Peter Law left Labour and took the previously safe seat as an independent by more than 9,000 votes - leading to dozens of previously-loyal Blaenau Gwent Labour party members quitting or being forced out. Labour then lost the Assembly seat and council to the independents.

In the letter to the Prime Minister, the four also said the expenses scandal "disgusted" them and criticised the government's handling of the banking crisis.

The resignation letter concludes by saying: "We look at the situation as being not us having left the Labour Party, but the Labour Party having left us."

The Islwyn shortlist was drawn up following interviews held by a panel made up of members from the party's National Executive Committee and Welsh Executive Committee. The final selection will be made by a postal ballot.

A Welsh Labour spokesman said it had not received anything directly from the four, adding it was "clearly disappointing news."

Other candidates for Islwyn are: Daniel Thomas (Conservative), Steffan Lewis (Plaid Cymru) and Asghar Ali (Liberal Democrat).

The shortlist

Tamsin Dunwoody - AM for Preseli Pembrokeshire 2003 - 2007 and daughter of Gwyneth Dunwoody. Lost Crewe and Nantwich by-election to Conservative Edward Timpson in May 2008.

Christopher Evans - A researcher for Don Touhig and party member for 20 years. From Bridgend.

Dan Jarvis - From London - Has military background, served in Afghanistan and worked as an assistant to a Nato commander in the Balkans.

Melanie Smallman - Finished behind Conservative Greg Hands in the 2005 general election in the Hammersmith and Fulham seat.

Nick Thomas-Symonds - A lawyer who is secretary of the Blaenavon branch of the Labour Party, secretary of the Torfaen constituency Labour Party. Chairman of selection panel for Torfaen's Labour council candidates in 2008 elections.

Angela Wilkins - From London and worked Harriet Harman's office and former administrator of Labour's '1,000 Club' listing major donors.

Nathan Yeowell - From Griffithstown, Pontypool, now based in London. Head of Labour group office at Local Government Association.


EDITORIAL COMMENT: Déjà vu as Labour stirs hornet's nest

IT was with a sense of déjà vu that we read the shortlist of potential Labour Party candidates to fight the Islwyn seat in the forthcoming election.

For anyone who remembers anything of what happened in Blaenau Gwent five years ago, the situation is uncanny.

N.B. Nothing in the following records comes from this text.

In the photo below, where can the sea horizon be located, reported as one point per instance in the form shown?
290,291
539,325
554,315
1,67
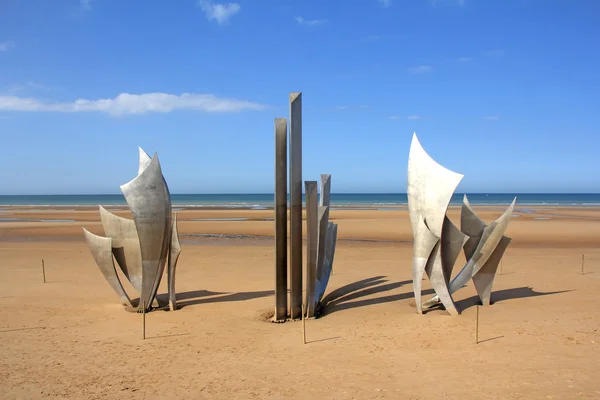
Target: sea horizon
338,200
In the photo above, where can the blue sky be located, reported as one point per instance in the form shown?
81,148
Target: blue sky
505,92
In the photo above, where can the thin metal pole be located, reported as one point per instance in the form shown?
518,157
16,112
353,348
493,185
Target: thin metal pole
477,327
303,326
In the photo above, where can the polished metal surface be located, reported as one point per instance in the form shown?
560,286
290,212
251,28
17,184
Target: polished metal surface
144,246
101,249
430,188
125,245
438,242
484,278
295,205
174,251
422,249
479,249
492,234
325,274
150,203
145,160
312,226
281,262
325,195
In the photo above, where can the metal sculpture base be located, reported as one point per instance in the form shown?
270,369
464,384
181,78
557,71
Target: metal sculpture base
438,242
143,246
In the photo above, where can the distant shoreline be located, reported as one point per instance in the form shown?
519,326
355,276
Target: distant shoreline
345,201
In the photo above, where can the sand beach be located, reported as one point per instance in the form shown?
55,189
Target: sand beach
70,337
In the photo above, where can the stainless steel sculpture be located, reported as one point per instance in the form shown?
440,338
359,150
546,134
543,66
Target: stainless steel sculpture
280,219
295,205
321,234
438,242
141,246
321,237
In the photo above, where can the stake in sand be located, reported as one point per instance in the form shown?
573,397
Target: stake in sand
477,327
303,325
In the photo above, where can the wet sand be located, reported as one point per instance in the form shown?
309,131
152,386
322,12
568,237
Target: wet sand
70,338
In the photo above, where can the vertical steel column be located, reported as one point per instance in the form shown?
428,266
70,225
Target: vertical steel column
312,226
281,312
295,205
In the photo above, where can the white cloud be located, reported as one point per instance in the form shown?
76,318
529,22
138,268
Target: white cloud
372,38
303,21
219,12
420,69
126,103
5,46
29,85
494,53
360,107
460,3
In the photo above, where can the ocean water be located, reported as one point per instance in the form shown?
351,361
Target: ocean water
338,200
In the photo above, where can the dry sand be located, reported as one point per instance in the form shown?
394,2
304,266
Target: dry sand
70,338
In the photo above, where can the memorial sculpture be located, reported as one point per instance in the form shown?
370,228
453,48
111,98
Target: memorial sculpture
438,242
321,233
143,246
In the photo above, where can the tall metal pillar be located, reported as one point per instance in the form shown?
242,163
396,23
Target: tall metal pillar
281,311
312,226
295,205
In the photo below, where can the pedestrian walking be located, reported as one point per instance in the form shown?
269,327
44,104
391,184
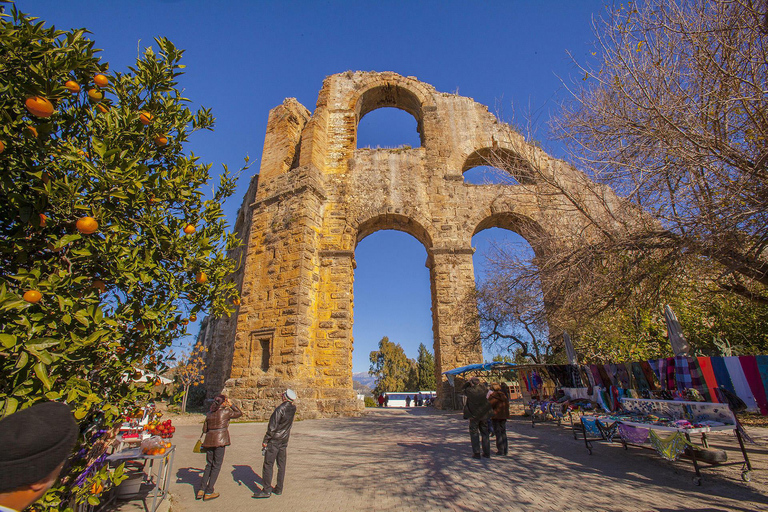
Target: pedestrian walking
216,430
499,400
37,442
477,410
275,443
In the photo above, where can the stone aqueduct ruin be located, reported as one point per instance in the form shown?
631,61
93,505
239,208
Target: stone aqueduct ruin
317,196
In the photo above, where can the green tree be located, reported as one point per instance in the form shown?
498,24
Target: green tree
425,364
190,371
107,244
389,366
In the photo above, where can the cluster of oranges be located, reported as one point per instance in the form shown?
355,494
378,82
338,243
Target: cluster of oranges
157,448
164,429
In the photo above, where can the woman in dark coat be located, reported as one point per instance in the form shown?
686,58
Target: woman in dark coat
216,430
499,399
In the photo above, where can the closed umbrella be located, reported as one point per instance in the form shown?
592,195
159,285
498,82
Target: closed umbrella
570,352
676,338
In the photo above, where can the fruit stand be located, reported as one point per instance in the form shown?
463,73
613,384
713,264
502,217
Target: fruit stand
144,446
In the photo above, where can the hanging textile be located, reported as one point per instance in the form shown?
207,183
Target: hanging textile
587,378
634,435
604,375
632,380
640,381
762,366
697,379
590,427
721,373
740,383
663,362
650,375
670,374
752,374
709,376
682,373
596,375
670,447
654,365
574,373
622,376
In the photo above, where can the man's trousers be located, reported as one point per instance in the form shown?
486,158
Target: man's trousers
275,452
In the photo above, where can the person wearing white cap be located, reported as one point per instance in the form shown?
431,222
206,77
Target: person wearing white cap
275,443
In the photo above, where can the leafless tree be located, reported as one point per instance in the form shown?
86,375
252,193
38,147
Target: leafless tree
674,117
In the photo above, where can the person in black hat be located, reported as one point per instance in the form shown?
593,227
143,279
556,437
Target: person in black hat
36,443
275,443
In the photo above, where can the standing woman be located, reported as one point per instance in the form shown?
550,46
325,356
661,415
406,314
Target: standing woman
216,430
499,399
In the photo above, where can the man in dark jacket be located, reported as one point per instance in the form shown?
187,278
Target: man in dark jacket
275,443
477,410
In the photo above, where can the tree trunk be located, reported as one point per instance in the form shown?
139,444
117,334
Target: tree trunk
184,399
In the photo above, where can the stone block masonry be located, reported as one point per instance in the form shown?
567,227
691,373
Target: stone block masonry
317,195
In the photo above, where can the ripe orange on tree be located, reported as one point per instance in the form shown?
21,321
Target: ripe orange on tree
39,106
72,86
87,225
95,95
101,80
32,296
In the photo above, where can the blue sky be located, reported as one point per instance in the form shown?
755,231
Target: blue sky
243,58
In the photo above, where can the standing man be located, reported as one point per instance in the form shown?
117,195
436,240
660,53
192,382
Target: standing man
477,410
37,441
275,443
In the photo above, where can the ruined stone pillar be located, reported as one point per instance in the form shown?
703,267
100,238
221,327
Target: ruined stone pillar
456,333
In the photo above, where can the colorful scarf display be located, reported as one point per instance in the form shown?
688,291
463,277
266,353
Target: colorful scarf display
682,373
752,374
721,373
708,373
633,435
740,383
670,447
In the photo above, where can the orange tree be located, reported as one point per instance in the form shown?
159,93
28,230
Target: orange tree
107,243
190,371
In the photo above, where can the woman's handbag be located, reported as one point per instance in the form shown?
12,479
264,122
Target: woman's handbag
199,445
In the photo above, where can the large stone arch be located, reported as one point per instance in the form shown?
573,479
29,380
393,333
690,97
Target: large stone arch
317,195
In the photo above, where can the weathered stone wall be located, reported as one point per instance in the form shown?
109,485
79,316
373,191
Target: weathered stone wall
318,195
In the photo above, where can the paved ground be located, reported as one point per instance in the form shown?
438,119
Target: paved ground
421,460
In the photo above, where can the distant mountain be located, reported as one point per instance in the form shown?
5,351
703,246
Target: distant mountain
364,379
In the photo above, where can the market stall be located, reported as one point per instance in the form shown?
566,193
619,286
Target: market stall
666,426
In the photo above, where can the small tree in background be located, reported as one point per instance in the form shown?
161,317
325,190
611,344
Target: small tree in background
108,248
191,371
389,366
425,364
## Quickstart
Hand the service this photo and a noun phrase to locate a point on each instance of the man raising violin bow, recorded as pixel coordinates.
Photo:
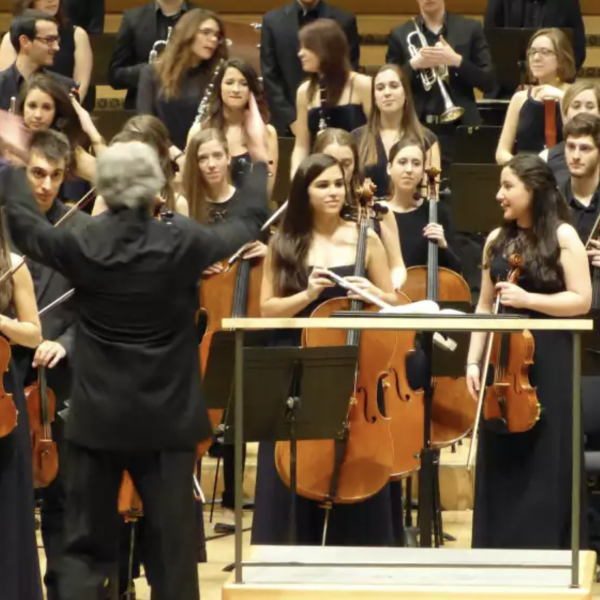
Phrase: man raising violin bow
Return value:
(136, 402)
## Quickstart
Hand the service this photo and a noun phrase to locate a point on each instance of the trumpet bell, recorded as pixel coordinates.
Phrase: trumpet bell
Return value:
(452, 114)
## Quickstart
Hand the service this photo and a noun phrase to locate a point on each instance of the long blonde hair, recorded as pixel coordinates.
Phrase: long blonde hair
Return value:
(409, 125)
(195, 189)
(178, 56)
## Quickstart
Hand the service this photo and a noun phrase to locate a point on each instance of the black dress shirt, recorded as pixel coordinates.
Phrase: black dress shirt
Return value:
(11, 81)
(583, 218)
(136, 376)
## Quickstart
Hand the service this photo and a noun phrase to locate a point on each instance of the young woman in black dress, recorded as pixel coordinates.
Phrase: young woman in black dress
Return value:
(332, 96)
(551, 66)
(19, 324)
(392, 117)
(312, 236)
(406, 169)
(236, 81)
(173, 87)
(523, 481)
(343, 146)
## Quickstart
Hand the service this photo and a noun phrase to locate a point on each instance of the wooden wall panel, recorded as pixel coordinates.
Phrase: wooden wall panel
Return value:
(589, 7)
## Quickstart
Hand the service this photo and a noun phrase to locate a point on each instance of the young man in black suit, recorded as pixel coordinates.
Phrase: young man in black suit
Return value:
(538, 14)
(455, 42)
(34, 36)
(140, 28)
(136, 400)
(281, 69)
(49, 155)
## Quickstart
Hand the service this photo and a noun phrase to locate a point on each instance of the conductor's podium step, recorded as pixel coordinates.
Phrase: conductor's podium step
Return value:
(396, 573)
(455, 483)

At that time New Labour tried to impose an all-women shortlist on the local party, only for the plan to backfire in spectacular fashion when Peter Law then stood as an independent and overturned one of the largest Labour majorities in the country.

The seat remains independent today.

Don Touhig's decision to stand down from a seat he held last time around with a majority in excess of 15,000, vacates what should be another safe seat for Labour.

But it is astonishing to see the party repeating its policy of imposing an external shortlist on a traditional heartland seat.

It is not for us to tell the Labour Party how to run itself and although this time it is not an all-women shortlist, it is one which is being seen as an imposition by local party activists.

Already one loyalist, Councillor Dave Rees, has vowed to stand as an independent candidate after he and three colleagues announced they are to resign from the party in protest at the shortlist.

This newspaper is non-political and will remain so, but we are as amazed as the four resigning councillors that the Party has chosen to impose a shortlist that contains not one Islwyn politician.

We publish the claims by those councillors that decisions are being taken away from the heartland of Labour support and we can see their point.

In our view politicians should have a good working knowledge of, and preferably local connections with, their constituency.

In this way they can be seen to truly represent the area.

If not, there is a very real danger that the selection process is perceived as a career stepping stone for a favoured few and a sort of political chess game for the Labour Party masters.

We will be amazed if the current shortlist for Labour Party candidates is unchanged following the outcry with which it has been greeted.